The reason? Much like the Galaxy Tab 10.1 -- which is not included in this specific ban -- Apple has sued Samsung on the grounds of patent infringement. (Apple thinks the Galaxy smartphones look too much like the iPhone.) The injunction would prohibit the sale of the current Galaxy S, Galaxy S II and Galaxy Ace models if certain adjustments aren't made within the next seven weeks. Yet it would not have any effect on future generations of these models.

Additionally, it wasn't a complete victory for Apple as the judge in this case rejected the claim that Samsung had stolen many of Apple's design ideas -- at least for these devices in particular.
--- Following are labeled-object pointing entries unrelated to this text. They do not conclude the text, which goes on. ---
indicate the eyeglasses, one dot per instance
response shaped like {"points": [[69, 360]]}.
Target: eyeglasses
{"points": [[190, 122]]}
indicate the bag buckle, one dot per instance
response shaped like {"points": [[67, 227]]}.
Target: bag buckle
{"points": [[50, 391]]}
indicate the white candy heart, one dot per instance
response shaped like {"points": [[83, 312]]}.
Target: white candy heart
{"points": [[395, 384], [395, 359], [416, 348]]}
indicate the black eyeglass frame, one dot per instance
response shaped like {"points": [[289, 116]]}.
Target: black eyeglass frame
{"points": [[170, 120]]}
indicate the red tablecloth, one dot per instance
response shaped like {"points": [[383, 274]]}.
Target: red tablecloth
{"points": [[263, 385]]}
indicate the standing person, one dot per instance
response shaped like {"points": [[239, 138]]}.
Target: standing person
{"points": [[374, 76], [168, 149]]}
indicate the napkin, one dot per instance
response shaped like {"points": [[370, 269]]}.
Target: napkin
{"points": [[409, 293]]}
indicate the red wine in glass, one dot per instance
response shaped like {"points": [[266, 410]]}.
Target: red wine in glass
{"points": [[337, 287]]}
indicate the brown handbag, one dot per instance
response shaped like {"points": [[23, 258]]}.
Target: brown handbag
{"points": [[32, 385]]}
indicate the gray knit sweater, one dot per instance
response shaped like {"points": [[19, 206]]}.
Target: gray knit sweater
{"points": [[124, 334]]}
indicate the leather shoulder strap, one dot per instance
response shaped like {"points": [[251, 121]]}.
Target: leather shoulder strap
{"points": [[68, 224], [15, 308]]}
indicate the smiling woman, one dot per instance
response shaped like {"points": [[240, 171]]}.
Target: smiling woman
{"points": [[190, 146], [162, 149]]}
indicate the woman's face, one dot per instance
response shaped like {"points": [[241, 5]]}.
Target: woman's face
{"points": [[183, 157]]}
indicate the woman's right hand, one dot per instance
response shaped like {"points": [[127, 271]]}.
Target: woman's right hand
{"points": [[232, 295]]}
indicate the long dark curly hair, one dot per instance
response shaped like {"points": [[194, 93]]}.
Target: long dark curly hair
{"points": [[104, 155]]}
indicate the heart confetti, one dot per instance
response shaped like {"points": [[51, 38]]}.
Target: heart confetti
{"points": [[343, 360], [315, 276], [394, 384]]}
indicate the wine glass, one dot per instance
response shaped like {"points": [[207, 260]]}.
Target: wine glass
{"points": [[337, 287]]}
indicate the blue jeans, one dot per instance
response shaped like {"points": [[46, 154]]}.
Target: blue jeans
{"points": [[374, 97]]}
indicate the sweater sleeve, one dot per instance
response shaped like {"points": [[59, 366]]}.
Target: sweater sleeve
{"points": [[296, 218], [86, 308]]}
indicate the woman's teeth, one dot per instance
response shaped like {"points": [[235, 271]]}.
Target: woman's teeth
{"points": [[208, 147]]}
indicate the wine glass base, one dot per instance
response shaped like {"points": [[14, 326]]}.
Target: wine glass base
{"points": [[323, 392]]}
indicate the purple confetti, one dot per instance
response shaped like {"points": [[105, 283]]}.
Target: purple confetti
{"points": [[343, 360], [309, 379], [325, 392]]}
FOSS Patents' Florian Mueller writes that Apple won't actually achieve an injunction in as many European countries as it would have liked because it didn't follow through on patent applications in over a dozen nations that are included in the European Patent Organization:

Apple would now have a much more impactful decision in its hands if it had pursued the European registration of that patent more thoroughly. Also, Samsung may be able to work around that particular patent without a huge degradation of the usability of its devices because it appears to relate to the way users flip through the pictures in a photo gallery. However, regardless of how Samsung may be able to work around this decision in Europe, it's a setback for Android, a platform that is at issue in more than 50 lawsuits worldwide.

In the short term, this isn't actually that detrimental to Samsung. Not only because the judge agreed with the Korean company that its designs aren't copies of something else, but Samsung also has been given a reasonable time frame to modify the some of its software in question.

Nevertheless, this doesn't mean that the battle will end here. It's quite possible that with this victory, Apple will now seek a ban against Galaxy-branded products in the United States, which would be the worst case scenario possible for Samsung.

Morgan Stanley analysts wrote earlier this month after the Galaxy Tab 10.1 was banned by a German court that this "specific sales ban does not impact Samsung’s earnings materially in the near term. But, the risks will rise if the appeal is unsuccessful, if the sales ban broadens out beyond Europe, and if relationship between [Apple] and Samsung deteriorates meaningfully to begin impacting sales of components."

Now, although those analysts assert that concerns over Samsung's future are "overblown and the current share price more than offsets the worst of plausible outcomes," this is still a risky situation for both parties.

Morgan Stanley acknowledges that a lawsuit in the U.S. would be the "most important court case," and if an "injunction is granted, investor concerns would rise that other courts outside the US could use the US decision as a precedent."